A recent survey has uncovered a concerning trend among cryptocurrency hedge funds over the past three years, with about 75% facing banking service challenges.
Banking Issues in the Crypto Sector
A survey conducted by the Alternative Investment Management Association (AIMA) highlights that out of 160 crypto-focused hedge funds, about 120 have faced difficulties with banking services, representing approximately 75% of respondents. Issues included vague communications and account closures without clear reasons. Financial institutions often cited reluctance to engage with the volatility of the crypto market. Meanwhile, a sampling of 20 alternative investors in sectors like real estate showed no such difficulties, suggesting crypto-specific issues.
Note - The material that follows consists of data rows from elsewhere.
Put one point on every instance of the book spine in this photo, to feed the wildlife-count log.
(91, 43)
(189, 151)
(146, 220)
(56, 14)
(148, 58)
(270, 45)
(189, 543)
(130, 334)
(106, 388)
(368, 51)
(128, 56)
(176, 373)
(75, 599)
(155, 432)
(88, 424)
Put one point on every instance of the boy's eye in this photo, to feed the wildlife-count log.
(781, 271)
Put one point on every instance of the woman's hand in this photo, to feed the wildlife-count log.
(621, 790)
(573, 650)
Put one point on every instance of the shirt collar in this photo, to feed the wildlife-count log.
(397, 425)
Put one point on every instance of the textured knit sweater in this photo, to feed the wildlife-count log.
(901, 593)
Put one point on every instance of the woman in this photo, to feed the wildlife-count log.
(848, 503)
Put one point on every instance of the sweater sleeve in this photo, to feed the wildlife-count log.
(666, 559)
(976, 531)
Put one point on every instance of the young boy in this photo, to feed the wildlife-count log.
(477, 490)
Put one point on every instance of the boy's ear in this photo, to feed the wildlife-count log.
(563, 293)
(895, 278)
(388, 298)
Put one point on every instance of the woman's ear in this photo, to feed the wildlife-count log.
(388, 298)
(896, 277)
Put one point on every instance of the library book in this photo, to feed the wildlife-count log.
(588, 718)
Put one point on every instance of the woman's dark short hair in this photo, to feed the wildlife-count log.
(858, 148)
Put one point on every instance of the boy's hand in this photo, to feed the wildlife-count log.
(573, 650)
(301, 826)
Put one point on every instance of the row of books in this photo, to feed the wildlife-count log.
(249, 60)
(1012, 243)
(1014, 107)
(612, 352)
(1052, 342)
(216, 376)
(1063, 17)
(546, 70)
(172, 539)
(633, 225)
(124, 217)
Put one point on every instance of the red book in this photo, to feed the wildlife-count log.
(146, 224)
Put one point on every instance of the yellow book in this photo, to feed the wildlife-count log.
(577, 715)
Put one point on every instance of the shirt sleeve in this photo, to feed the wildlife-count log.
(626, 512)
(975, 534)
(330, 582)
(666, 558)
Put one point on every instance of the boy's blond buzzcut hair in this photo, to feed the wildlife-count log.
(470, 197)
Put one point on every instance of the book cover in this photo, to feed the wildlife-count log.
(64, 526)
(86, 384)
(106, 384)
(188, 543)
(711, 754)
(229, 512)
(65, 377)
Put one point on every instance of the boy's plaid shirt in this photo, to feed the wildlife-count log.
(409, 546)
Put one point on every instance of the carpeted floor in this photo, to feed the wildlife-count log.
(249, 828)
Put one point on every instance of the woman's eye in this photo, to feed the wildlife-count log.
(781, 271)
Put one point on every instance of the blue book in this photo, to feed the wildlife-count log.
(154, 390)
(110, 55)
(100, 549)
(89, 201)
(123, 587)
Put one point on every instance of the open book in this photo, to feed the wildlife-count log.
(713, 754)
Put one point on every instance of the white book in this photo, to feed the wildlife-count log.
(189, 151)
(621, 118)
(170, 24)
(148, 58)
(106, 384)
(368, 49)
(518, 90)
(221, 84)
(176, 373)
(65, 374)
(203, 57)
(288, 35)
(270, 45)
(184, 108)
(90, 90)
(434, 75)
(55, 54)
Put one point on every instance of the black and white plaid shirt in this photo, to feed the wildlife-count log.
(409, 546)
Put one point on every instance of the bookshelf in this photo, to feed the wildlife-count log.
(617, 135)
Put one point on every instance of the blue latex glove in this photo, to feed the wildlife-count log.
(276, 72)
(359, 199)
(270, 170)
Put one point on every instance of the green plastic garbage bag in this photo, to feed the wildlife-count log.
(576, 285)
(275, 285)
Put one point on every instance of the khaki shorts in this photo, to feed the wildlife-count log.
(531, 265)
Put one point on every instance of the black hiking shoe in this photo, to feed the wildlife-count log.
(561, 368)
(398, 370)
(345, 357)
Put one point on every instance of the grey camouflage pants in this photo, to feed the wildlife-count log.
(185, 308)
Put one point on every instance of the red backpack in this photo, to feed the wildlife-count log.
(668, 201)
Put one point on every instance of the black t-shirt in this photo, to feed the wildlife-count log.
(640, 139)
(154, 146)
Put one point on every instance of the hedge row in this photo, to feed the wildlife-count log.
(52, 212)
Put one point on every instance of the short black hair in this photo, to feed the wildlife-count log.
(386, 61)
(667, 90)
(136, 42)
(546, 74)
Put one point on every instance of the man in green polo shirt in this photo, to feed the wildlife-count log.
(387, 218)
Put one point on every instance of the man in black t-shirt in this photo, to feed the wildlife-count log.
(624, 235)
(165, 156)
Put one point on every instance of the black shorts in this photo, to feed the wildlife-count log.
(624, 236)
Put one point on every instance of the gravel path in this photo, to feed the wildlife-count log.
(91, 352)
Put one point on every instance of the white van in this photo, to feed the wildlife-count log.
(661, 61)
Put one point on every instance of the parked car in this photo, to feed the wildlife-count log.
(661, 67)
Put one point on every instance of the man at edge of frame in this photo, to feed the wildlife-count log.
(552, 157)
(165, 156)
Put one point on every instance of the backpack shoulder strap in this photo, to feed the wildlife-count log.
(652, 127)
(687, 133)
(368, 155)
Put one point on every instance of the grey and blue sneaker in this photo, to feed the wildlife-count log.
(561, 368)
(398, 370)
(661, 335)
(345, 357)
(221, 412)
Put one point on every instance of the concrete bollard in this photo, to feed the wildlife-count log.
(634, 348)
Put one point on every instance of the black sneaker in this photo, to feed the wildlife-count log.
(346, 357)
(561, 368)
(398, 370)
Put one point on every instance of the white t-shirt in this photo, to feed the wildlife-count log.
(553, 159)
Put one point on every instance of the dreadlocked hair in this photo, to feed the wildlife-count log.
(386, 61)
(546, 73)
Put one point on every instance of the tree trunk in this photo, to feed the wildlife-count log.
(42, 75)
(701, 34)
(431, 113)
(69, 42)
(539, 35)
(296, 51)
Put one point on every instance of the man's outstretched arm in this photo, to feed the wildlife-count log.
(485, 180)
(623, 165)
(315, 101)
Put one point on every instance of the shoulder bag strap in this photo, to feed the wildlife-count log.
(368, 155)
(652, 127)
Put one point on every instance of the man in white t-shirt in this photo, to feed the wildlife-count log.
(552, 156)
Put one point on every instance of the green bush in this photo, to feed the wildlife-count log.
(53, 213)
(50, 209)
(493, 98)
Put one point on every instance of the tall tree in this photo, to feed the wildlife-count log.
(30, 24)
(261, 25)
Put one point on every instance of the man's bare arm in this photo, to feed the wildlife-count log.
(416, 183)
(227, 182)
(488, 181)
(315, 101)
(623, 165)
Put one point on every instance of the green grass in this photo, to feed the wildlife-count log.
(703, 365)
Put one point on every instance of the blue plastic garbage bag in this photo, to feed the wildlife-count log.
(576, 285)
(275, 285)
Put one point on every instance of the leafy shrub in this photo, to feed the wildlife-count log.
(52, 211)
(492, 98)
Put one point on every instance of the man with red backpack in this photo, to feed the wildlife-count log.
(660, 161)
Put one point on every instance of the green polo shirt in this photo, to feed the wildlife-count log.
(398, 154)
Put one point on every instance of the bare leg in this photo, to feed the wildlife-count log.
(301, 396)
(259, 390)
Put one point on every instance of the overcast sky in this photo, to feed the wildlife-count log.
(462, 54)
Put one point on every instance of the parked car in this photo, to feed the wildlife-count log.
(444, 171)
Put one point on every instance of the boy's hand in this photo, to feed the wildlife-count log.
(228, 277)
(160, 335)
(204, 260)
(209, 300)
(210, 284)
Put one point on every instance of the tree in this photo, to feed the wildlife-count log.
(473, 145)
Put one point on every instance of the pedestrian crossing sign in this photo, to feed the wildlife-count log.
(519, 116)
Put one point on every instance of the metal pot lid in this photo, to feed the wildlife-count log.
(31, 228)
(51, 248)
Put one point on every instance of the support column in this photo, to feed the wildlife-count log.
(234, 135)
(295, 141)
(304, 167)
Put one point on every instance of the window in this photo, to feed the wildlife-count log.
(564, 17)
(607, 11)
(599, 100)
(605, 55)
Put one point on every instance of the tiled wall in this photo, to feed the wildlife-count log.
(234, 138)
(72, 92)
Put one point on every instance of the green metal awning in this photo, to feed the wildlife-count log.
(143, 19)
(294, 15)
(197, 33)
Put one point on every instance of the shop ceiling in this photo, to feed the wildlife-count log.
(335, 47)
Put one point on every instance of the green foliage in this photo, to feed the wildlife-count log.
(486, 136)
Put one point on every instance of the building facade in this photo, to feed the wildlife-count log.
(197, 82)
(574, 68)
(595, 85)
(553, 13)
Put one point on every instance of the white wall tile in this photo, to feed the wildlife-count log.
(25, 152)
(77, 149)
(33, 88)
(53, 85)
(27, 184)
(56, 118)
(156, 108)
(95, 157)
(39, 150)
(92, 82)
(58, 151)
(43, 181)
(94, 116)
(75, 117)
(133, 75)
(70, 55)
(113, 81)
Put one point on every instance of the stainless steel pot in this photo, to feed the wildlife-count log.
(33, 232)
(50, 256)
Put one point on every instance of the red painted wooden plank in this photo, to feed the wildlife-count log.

Reaction from Crypto Executives
Coinbase’s Chief Legal Officer, Paul Grewal, described the situation as systemic discrimination, questioning the deliberate exclusion of crypto entities from banking services not faced by other sectors. Matt Hougan, Chief Investment Officer at Bitwise, noted progress in openly discussing these issues.
Optimism on the Crypto Horizon
Industry experts foresee changes in the crypto market with President-elect Donald Trump's administration beginning January 20, 2025. Optimism arises from Trump’s appointments. Paul Atkins, a pro-crypto figure, is set to chair the SEC, and David Sacks has indicated the need to examine restrictive banking practices in the crypto sector. The Digital Chambers Token Alliance has urged the SEC to review ongoing lawsuits and investigations.
The upcoming changes in the U.S. administration may shift the dynamics between the crypto industry and banking sector, creating optimism among industry players.